In particular, technical charts reveal that stock prices have been stable, but have been rising in conjunction with gold as of late. Specifically, the 40-day moving average of gold is hinting at more gains.
“I look at this chart of gold and it looks like to us we can trade as high as $1,760,” said Piper Sandler chief market technician Craig Johnson. “I don’t think this trade is over for gold, and I would have a little slice of this in everyone’s portfolio.”
Another key factor to pay attention to is what central bank actions suggest with respect to the balance sheet. Looser monetary policy is allowing rates to stay low and in turn, could translate to more strengths for gold.
“Overall, I think it’s a buy-the-dip story for the time being until the Fed starts getting tight,” he said in the same interview.
Investors looking to buy this dip, can certainly look to ETFs to take advantage. Investors can look to funds like the SPDR Gold MiniShares (NYSEArca: GLDM). Gold ETFs can be bought and sold freely via an exchange when compared to physical gold, allowing investors to utilize the hedging properties of gold without having to endure the costs of actually owning and storing the asset like they would with physical gold.
Traders looking to use leverage can look at the Direxion Daily Gold Miners Bull 3X ETF (NYSEArca: NUGT), which makes an indirect play on the precious metal via gold miners. NUGT seeks daily investment results, before fees and expenses, of either 300%, or 300% of the inverse (or opposite), of the performance of the NYSE Arca Gold Miners Index.
Other analysts share this bullish sentiment on gold.

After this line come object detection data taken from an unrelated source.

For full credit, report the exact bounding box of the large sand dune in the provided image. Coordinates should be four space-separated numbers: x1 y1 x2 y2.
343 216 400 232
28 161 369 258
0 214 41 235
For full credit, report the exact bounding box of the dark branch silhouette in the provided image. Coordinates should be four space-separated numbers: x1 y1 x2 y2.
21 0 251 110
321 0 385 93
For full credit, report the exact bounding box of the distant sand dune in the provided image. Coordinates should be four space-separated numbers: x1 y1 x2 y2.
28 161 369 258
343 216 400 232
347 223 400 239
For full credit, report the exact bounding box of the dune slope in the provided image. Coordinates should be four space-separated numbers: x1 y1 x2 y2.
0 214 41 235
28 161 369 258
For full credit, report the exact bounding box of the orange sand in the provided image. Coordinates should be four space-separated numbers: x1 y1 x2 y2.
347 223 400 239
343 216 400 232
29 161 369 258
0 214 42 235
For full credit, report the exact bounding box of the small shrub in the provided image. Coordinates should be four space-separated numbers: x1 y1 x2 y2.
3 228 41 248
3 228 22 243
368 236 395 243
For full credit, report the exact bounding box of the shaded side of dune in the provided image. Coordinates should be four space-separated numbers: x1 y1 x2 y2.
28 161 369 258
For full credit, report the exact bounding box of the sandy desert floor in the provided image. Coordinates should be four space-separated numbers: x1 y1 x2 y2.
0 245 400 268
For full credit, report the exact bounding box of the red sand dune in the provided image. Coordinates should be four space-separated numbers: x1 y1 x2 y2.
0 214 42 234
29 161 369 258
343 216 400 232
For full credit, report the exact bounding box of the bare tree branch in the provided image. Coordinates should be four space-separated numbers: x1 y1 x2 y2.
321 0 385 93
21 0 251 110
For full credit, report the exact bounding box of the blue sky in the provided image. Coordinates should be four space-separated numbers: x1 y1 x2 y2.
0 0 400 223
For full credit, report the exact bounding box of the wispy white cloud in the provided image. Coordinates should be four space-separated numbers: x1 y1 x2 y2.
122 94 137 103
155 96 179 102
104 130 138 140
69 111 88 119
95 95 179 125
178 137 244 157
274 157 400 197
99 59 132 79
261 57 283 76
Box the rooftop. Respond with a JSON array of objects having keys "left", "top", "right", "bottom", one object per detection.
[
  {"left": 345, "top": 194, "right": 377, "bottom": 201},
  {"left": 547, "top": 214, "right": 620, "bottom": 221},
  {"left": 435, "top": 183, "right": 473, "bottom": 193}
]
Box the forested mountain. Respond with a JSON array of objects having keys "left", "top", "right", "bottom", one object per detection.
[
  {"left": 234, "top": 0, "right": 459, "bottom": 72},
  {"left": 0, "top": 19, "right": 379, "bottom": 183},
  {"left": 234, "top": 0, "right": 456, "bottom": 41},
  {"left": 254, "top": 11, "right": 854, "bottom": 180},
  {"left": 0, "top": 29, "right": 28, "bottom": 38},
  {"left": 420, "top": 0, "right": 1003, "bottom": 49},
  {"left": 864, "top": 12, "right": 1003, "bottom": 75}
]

A renewed risk-on sentiment in stocks put gold gains on the backburner near the end of 2019, but the precious metal’s fortunes could turn in 2020, according to City Index technical analyst Fawad Razaqzada.
Razaqzada said in a Kitco News report that “he is looking for gold to hit a new all-time high in 2020, with prices pushing to $2,000 an ounce.” Furthermore, the U.S. Federal Reserve stood pat at its last interest rate policy meeting after three consecutive rate cuts, and that looser monetary policy could continue in 2020, according to Razaqzada.
Even if gold doesn’t push past the $2,000 mark, Razaqzada feels the investment landscape for gold tilts towards bullishness.
“Gold’s technical outlook remains bullish given that breakout in the summer from a 6-year-old consolidation at $1,350 and the subsequent bullish consolidation we have seen in recent months,” he said in a recent report. “So long as gold holds the breakout above $1350, the long-term technical bias would remain bullish.”